Some experts wonder if the industry could profitably manage millions of accounts that would see less than $500 a year in contributions, yet probably carry major reporting requirements and substantial regulatory oversight.
"It's going to be extraordinarily difficult," said Avi Nachmany, research director of Strategic Insight LLC, a New York mutual fund research and consulting firm.
But others aren't as skeptical.
"This is an industry that's very good at figuring out how to make money," noted Marc Lackritz, president of the Securities Industry Association, which represents stockbrokers and favors the idea of personal accounts.
Indeed, William Shipman, a principal at State Street Global Advisors, Boston, is working with academics and actuaries to come up with a program that is economical to administer. He believes it is possible.
Finding a profitable way to administer all those accounts would be crucial to the political success of any privatization effort.
"I don't see how they can economically provide record keeping that would underpin a private Social Security system," said Patricia Dunn, chairman of Barclays Global Investors in San Francisco.
Barclays manages nearly $43 billion of the $70 billion Federal Retirement Thrift Investment Board, considered a model for many Social Security proposals.
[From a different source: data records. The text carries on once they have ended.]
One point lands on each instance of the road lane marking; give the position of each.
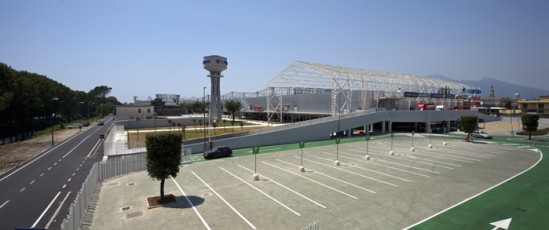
(259, 190)
(314, 181)
(192, 205)
(281, 185)
(40, 156)
(7, 201)
(331, 177)
(474, 196)
(70, 151)
(45, 210)
(57, 211)
(358, 174)
(223, 199)
(381, 165)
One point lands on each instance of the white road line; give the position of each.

Barclays leaves the record keeping to the federal government and manages a $39.4 billion stock fund for just one basis point and a $3.5 billion bond fund for two basis points. The overall costs for the plan -- for both Barclays and the government -- are nine basis points. Key features that hold down costs are the plan's three index funds and a low level of support services.
The Social Security Administration is considered a low-cost operation -- for a government agency, at least. Of course, the agency does not maintain account balances on a daily, weekly or monthly basis, as mutual fund companies do.
Clearly, not all money managers think it is impossible to service small accounts profitably.
The Investment Company Institute's latest Mutual Fund Fact Book includes a chart showing 10% of funds surveyed in 1997 have no minimum investment requirements; 14% require no more than $500 initial investments.
Those dollar figures are in the privatization ballpark: Several proposals floating around Congress would let workers divert two percentage points of the current 12.4% Social Security payroll tax into private accounts; based on an average estimated Social Security wage of $27,894 this year, that amounts to about $600 a year for each worker.
New York-based Neuberger & Berman Funds, which manages $24 billion, allows investors to open accounts with $250, as long as they contribute $50 monthly.
Stanley Egener, Neuberger's president, estimates it takes close to 10 years before the accounts become profitable -- but he favors privatized Social Security accounts nevertheless.